A la fois adulé et critiqué pour son éclectisme, dédaigné aux Etats-Unis, Maurice Béjart semble avoir pris sa revanche d'outre-tombe: sa troupe continue son bout de chemin, plus de dix ans après la mort d'un des plus grands chorégraphes français du 20 siècle.

Une compagnie de danse survit-elle vraiment à la disparition de son fondateur et inspirateur ? "Il y a des gens qui disent que si le chorégraphe n'est plus là, c'est que la compagnie n'existe plus ou n'est plus intéressante", affirme à l'AFP Gil Roman, directeur artistique du Béjart Ballet Lausanne (BBL), fondée il y a 30 ans en Suisse où Béjart s'était établi.

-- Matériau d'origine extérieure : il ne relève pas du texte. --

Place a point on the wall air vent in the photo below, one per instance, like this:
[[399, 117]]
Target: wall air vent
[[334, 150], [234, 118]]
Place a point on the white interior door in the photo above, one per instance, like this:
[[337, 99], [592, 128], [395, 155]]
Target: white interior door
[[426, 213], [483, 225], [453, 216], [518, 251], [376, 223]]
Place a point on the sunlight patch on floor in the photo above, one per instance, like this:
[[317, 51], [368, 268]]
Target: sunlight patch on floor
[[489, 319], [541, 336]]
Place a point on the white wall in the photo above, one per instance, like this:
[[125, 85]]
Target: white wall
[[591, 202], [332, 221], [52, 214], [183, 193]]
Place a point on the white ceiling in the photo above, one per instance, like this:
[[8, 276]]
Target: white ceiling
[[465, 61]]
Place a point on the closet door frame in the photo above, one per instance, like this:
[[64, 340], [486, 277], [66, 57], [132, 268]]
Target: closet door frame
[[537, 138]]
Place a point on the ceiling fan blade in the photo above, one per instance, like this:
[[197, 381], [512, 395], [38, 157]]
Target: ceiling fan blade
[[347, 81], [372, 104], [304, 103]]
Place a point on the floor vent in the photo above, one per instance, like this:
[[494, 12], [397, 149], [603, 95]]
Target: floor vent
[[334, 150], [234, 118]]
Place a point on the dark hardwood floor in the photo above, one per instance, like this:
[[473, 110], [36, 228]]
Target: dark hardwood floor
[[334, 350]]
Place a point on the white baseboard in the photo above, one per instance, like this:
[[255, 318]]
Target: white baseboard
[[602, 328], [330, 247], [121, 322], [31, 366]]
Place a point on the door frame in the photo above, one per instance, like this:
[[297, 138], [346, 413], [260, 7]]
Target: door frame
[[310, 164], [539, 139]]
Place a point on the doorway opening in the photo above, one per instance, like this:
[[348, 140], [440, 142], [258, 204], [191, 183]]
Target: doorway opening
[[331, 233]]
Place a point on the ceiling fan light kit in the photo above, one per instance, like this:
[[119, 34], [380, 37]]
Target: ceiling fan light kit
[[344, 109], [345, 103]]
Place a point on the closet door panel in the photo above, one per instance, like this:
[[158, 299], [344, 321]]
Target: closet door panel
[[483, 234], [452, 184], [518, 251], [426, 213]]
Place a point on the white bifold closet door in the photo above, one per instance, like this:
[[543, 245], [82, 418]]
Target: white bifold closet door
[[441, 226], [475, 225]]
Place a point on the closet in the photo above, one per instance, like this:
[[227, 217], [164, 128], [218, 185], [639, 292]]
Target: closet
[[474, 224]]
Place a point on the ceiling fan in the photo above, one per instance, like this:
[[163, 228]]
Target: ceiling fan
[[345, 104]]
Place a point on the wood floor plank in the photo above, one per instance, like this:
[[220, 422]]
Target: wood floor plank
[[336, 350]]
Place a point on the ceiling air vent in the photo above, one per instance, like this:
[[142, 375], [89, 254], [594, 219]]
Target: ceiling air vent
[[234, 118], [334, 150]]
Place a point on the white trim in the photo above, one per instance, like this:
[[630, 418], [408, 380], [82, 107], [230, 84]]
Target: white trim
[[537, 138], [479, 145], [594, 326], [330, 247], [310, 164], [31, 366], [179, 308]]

"Notre compagnie, elle est mieux que jamais", assure M. Roman qui revient avec la troupe, après deux ans d'absence, à Paris pour présenter au Palais des congrès du 7 au 11 février la Flûte enchantée, une des oeuvres les plus célèbres du chorégraphe disparu en novembre 2007 à 80 ans. Préserver l'héritage d'une troupe tout en se renouvelant n'est pas une évidence.

Au New York City Ballet, créé par George Balanchine -- fondateur du ballet américain-- le directeur artistique Peter Martins a réussi le pari de préserver les oeuvres du génie de la danse du 20e siècle et de créer ses propres ballets, avant d'être éclaboussé par des allégations de harcèlement sexuel et d'abus physique le forçant à prendre sa retraite en janvier.

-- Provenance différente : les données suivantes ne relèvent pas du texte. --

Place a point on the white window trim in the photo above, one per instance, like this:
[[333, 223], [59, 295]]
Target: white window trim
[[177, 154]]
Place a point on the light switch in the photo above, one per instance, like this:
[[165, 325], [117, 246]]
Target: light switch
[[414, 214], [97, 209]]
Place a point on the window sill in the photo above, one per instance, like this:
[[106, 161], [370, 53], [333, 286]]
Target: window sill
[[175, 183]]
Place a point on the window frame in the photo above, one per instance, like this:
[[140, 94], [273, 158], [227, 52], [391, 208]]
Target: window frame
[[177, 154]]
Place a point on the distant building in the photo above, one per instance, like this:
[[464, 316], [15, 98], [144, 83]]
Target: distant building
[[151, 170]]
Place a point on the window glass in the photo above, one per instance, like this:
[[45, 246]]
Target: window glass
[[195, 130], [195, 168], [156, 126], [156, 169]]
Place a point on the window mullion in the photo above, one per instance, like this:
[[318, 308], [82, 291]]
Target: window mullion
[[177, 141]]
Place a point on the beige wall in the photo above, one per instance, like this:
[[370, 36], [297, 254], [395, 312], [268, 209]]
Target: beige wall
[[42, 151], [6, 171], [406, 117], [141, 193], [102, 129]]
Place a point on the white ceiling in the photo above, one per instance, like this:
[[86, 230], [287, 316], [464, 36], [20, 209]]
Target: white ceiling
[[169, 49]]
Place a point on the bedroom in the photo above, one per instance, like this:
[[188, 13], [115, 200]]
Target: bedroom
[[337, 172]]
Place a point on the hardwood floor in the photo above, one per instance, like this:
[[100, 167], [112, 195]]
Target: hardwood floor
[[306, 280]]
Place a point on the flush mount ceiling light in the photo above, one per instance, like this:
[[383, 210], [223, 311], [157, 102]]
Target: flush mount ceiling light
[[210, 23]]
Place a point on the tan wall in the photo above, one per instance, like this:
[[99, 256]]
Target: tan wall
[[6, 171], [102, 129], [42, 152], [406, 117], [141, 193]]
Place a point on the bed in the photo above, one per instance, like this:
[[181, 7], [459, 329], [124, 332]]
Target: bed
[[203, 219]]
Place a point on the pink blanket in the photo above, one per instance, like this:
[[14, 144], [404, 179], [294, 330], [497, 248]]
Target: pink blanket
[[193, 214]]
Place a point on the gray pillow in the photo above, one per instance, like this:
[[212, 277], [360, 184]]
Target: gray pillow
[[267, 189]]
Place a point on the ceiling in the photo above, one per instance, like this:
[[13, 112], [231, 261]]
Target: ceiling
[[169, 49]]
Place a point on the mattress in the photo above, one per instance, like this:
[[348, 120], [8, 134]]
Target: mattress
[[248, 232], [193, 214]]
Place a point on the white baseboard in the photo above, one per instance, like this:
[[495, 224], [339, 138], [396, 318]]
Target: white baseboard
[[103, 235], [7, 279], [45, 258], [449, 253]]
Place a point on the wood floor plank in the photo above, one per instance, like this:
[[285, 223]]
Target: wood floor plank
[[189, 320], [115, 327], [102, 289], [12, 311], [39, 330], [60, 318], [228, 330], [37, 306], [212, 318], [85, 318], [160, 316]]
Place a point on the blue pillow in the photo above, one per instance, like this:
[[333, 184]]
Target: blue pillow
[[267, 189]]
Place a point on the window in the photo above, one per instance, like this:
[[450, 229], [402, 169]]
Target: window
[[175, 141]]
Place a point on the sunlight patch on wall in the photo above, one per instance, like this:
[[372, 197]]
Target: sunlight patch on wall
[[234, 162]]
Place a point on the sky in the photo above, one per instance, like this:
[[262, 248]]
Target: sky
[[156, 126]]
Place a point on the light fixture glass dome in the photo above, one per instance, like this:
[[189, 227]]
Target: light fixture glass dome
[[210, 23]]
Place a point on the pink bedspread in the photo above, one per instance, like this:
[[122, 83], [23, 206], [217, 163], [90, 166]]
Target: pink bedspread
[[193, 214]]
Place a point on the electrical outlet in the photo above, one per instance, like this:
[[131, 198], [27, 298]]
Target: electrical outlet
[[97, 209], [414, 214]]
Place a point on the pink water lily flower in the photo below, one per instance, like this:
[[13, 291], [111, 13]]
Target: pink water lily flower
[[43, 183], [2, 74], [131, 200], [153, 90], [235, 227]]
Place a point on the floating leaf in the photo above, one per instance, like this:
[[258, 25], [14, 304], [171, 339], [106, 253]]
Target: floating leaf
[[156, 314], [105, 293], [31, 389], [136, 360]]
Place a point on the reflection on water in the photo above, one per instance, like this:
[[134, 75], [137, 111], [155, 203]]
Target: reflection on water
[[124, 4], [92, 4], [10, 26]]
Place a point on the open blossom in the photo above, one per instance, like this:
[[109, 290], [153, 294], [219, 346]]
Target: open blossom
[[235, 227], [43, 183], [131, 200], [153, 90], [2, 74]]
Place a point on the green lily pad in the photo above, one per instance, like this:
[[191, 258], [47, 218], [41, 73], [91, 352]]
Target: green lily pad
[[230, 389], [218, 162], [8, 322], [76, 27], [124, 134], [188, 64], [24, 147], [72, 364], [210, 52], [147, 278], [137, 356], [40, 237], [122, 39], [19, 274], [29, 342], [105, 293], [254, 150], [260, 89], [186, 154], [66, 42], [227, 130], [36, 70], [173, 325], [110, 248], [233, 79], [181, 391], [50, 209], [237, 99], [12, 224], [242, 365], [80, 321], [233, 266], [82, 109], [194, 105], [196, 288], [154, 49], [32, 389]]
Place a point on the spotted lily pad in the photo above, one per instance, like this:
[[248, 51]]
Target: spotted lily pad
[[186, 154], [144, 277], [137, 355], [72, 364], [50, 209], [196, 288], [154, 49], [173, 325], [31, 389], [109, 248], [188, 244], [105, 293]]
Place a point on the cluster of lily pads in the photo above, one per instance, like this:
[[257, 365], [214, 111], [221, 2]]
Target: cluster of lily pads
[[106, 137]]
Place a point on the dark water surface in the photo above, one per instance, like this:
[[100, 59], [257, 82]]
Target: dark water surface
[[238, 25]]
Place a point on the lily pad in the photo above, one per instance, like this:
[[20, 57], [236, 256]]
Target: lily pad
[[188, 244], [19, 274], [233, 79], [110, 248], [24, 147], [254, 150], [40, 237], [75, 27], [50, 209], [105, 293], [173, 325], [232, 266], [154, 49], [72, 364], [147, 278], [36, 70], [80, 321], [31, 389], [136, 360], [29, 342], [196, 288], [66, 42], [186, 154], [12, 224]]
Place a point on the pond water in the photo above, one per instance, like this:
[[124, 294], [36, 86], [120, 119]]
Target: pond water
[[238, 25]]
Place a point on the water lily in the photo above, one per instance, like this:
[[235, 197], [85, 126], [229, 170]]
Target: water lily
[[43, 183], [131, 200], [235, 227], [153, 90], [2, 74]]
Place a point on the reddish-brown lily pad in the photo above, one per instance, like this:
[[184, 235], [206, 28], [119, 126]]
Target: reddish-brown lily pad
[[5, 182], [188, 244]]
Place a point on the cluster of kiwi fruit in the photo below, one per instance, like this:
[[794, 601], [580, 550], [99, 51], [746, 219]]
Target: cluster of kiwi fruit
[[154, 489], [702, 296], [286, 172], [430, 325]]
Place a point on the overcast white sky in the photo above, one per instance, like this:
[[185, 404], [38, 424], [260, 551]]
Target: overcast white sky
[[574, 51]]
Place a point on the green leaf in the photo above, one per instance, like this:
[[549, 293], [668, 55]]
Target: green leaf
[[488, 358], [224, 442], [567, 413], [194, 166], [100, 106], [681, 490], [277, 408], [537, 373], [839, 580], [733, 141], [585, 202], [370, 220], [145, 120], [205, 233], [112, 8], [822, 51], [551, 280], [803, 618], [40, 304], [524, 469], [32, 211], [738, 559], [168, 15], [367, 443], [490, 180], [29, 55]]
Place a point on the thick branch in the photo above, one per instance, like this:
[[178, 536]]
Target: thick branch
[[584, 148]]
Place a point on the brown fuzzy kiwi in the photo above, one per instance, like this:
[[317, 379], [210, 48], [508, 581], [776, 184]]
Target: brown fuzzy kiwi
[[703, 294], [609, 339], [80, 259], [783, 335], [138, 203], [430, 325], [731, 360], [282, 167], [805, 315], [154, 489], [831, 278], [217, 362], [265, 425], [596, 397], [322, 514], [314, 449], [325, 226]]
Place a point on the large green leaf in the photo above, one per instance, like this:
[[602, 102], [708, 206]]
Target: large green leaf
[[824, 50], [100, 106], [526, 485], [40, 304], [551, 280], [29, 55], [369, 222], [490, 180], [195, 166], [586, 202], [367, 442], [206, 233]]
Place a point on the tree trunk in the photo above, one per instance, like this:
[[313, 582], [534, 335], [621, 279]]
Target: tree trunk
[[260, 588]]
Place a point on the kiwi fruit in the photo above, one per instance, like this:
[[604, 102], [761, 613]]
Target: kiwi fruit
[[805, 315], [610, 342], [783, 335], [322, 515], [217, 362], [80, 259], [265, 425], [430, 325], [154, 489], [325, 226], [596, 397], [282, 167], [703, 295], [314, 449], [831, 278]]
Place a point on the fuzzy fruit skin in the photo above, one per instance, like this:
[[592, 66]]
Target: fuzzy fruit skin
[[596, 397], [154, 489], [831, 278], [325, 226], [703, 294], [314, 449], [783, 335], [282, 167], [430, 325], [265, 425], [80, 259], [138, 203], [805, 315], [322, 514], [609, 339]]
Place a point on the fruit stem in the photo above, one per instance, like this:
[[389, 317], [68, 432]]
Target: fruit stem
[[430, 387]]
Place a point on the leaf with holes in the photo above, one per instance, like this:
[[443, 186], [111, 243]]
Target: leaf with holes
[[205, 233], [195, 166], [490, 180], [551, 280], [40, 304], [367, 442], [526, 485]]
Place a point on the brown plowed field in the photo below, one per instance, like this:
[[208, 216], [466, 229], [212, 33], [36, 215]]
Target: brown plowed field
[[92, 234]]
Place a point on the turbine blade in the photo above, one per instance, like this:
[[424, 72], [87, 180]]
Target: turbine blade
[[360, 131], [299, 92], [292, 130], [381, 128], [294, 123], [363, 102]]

Dans le monde francophone, le Ballet Béjart Lausanne offre un modèle de continuité. "Quand je reprends des ballets de Maurice, je ne fais pas de création, je fais du nettoyage... c'est comme un chef d'orchestre qui nettoie une partition d'un compositeur", explique M. Roman, qui a été un danseur fétiche sous Béjart depuis l'âge de 19 ans.

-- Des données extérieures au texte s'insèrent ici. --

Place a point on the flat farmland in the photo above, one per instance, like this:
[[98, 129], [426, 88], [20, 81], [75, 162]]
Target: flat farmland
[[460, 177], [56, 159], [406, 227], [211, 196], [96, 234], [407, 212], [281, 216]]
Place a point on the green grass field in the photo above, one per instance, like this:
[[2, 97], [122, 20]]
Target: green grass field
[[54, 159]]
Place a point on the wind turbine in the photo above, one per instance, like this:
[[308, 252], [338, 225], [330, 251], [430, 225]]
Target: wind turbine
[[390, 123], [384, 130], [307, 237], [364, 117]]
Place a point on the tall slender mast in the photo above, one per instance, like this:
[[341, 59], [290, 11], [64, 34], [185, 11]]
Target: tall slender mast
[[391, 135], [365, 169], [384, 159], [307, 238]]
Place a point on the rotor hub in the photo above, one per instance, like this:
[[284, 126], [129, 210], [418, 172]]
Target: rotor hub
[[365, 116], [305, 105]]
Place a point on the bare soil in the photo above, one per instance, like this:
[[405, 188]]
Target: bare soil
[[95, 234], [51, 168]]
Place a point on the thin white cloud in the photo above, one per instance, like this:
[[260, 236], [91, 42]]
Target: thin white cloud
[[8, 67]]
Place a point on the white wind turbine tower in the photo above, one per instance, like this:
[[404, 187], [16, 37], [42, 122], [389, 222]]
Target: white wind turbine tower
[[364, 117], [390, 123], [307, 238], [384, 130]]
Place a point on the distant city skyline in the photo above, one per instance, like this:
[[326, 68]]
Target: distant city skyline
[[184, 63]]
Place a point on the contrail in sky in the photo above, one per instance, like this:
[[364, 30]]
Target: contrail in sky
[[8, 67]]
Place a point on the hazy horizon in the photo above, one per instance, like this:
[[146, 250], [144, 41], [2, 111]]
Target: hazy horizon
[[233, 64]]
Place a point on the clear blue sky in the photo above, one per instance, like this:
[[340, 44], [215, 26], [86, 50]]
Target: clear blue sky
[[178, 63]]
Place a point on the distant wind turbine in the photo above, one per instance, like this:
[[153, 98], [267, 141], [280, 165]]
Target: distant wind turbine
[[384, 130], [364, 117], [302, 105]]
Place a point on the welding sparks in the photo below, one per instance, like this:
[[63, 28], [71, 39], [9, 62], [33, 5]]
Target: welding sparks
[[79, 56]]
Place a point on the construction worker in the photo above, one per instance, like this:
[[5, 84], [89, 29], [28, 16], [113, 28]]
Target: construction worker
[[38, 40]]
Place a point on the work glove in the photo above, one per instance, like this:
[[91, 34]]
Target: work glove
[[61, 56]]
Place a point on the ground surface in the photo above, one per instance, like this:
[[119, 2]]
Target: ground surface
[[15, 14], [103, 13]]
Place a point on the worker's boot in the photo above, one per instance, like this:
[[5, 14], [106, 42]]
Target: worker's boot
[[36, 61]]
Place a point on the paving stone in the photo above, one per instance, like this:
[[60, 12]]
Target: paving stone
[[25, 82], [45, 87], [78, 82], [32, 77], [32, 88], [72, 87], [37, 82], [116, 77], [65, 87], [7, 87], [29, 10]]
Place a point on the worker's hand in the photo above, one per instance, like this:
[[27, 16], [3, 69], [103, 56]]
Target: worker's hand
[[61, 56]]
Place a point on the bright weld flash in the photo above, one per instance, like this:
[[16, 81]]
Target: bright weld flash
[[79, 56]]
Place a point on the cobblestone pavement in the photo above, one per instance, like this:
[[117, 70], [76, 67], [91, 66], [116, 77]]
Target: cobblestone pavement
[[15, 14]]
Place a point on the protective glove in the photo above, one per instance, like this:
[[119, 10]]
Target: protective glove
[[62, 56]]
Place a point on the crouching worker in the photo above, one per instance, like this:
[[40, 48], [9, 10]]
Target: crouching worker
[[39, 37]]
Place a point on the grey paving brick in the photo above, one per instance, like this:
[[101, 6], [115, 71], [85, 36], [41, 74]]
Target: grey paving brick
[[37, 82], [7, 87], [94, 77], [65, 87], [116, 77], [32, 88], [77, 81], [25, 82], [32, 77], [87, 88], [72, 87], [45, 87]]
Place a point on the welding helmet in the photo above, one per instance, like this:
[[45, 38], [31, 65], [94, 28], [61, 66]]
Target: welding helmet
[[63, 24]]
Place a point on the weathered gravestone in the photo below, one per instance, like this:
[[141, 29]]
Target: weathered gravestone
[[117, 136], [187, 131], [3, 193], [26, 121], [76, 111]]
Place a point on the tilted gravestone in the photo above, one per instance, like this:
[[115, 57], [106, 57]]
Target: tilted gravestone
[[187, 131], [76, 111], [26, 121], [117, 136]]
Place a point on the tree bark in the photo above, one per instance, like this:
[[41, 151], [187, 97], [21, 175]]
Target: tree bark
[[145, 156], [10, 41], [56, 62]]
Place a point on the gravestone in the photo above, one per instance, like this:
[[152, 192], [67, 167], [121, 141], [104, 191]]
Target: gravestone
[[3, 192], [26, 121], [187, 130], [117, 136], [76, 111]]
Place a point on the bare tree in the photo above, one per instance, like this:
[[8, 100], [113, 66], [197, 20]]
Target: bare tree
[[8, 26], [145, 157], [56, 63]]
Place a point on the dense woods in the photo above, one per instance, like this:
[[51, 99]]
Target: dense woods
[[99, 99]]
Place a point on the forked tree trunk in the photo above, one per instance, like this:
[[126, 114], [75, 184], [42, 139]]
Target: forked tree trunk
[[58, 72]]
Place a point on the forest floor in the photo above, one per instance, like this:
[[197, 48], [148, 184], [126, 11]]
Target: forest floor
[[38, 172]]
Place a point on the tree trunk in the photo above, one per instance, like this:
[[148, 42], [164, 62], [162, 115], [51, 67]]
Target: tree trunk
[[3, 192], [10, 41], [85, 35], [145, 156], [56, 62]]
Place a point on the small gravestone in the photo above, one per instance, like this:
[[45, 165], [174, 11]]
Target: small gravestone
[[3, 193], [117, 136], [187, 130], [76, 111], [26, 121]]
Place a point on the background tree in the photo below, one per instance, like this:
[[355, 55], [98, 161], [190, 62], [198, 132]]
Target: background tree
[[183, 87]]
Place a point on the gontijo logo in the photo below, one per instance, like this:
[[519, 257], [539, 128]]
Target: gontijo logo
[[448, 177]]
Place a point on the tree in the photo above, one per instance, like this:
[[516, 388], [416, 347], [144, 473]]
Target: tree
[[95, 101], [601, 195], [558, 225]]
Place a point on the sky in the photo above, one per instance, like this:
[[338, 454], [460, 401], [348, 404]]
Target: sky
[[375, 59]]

Aujourd'hui âgé de 57 ans, l'"héritier" et auteur d'une dizaine de ballets, a vu de nombreux danseurs quitter la troupe après la mort du fondateur et doit assurer la moitié de son financement -- la deuxième moitié étant assurée par la ville de Lausanne. Mais même avec les nouveaux artistes qui n'ont jamais travaillé avec Maurice Béjart, il persiste à garder intact l'esprit de transmission de cet art si éphémère qu'est la danse.